“The Sons of Ishmael”

George Reynolds, Janne M. Sjodahl

Lehi blessed the household of Ishmael, who died and was buried in the Old Country, at a place which they called Nahom (1 Ne. 16:34). The name Ishmael means, “[Whom] God Hears.” The blessing bestowed upon the house of Ishmael is not recorded.

“Ishmael was of the lineage of Ephraim, and his sons married into Lehi’s family, and Lehi‘s sons married Ishmael’s daughters, thus fulfilling the words of Jacob upon Ephraim and Manasseh in the 48th chapter of Genesis which says: ’And let my name be named on them, and the name of my fathers, Abraham and Isaac; and let them grow into a multitude in the midst of the Earth.’ Thus these descendants of Manasseh and Ephraim grew together upon this American continent, with a sprinkling from the house of Judah, from Mulek descended ... thus making an intermixture of Ephraim and Manasseh with the remnants of Judah, and for aught we know, the remnants of some other tribes that may have accompanied Mulek.” (Apostle Erastus Snow, Jour. of Dis., Vol. 23, pp. 184-5)

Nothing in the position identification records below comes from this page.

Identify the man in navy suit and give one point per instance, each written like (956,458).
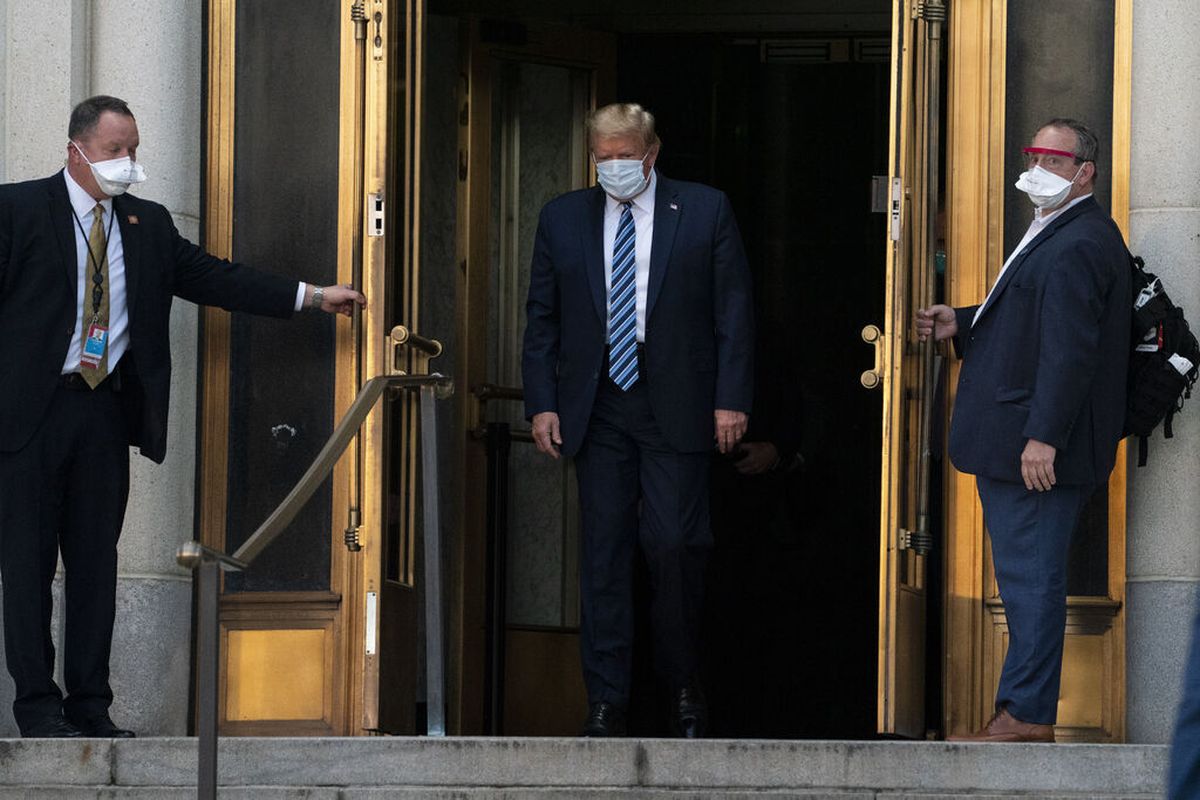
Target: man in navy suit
(87,280)
(637,359)
(1041,407)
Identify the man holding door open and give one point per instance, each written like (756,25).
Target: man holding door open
(1041,408)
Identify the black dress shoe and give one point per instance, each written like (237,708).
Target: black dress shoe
(103,728)
(55,727)
(689,713)
(605,720)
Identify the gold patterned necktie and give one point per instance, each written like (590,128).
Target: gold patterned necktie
(97,272)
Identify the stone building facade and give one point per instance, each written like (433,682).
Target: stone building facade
(54,53)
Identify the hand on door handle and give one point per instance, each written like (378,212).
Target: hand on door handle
(937,320)
(546,434)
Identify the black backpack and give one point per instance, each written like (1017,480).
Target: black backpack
(1164,360)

Apostle Snow says that the Prophet Joseph informed the Saints that the genealogical record of Lehi was contained on the 116 pages first translated and subsequently lost, and that Ishmael was, as stated, of the lineage of Ephraim.

In the history of Israel in America, Lehi, a descendant of Manasseh, the firstborn of Joseph, took the lead over the descendants of Ephraim, although Jacob, in his blessing gave him the first place. It was different in the historic development in Palestine. There Ephraim was in the front ranks. Joshua, the successor of Moses, was an Ephraimite. To this day, when a Hebrew blesses his son, he repeats the very words of the dying Patriarch and says, “God make thee as Ephraim and Manasseh,”—Ephraim first. But Jacob predicted also that a people would come from Manasseh, and that he, too, would be great. (Gen. 48:19) The Nephites are the literal fulfilment of this prophecy. And, if, as I surmise, the Nahuas of American ethnology are the Nephites of the Book of Mormon, the fulfilment is a matter of history. (See Introduction to the Study of the Book of Mormon, Sjodahl, pp. 146 and 367)

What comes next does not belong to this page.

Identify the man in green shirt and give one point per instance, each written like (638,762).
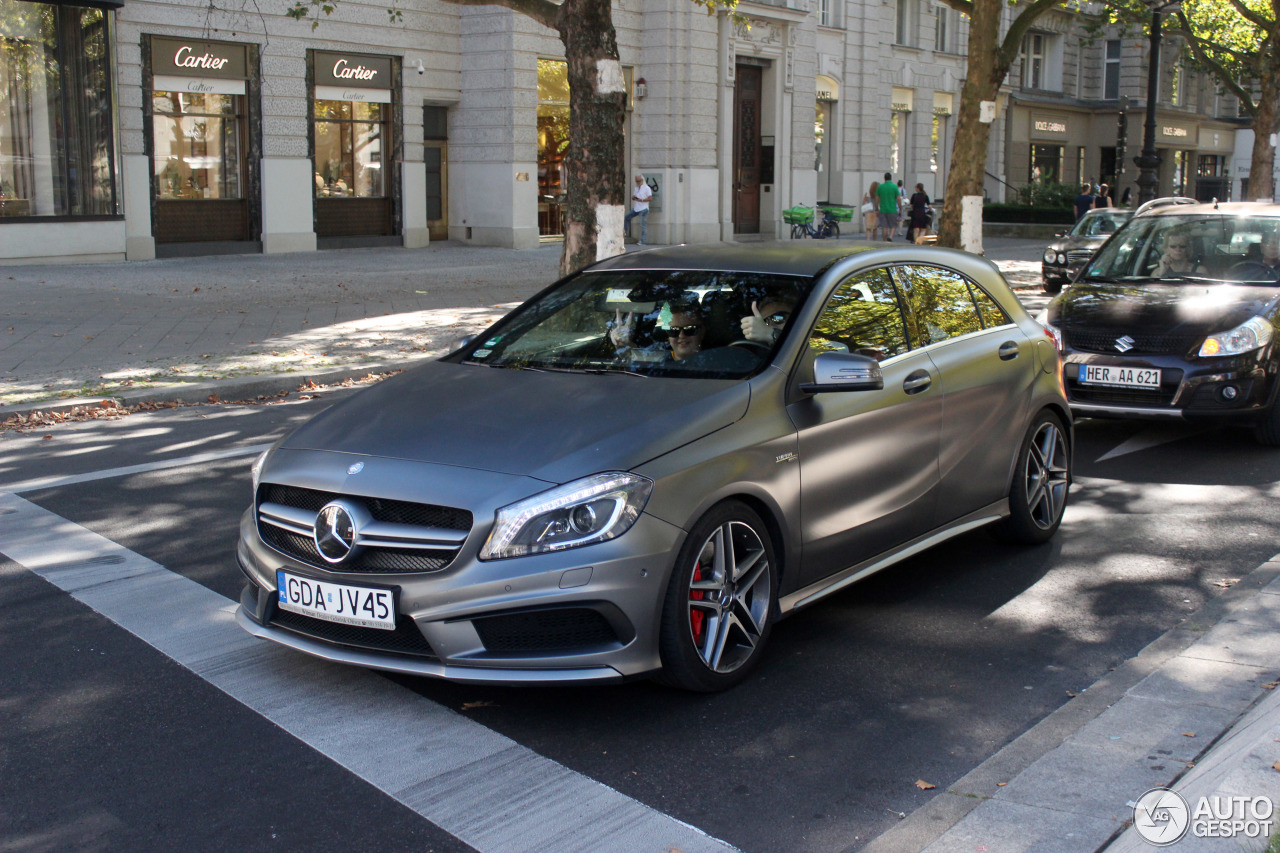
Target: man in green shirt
(890,208)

The Nahuas, according to Dr. Daniel Brinton, “occupied the Pacific coast from about the Rio del Fuerte in Sinaloa, N. lat. 26 degrees, to the frontiers of Guatemala, except a portion at the isthmus of Tehuantepec ... On the borders of the lakes in the valley of Mexico were the three important states, Tezcuco, Tlacopan and Tenochtitlan, who at the time of the conquest were formed into a confederacy of wide sway. The last mentioned, Tenochtitlan, had its chief town where the city of Mexico now stands, and its inhabitants were the Aztecs.” (The American Race, p. 128)

If my theory is sound, the history of the Nahuas should be studied in the light of the blessings given Joseph by his father, Jacob, in Egypt.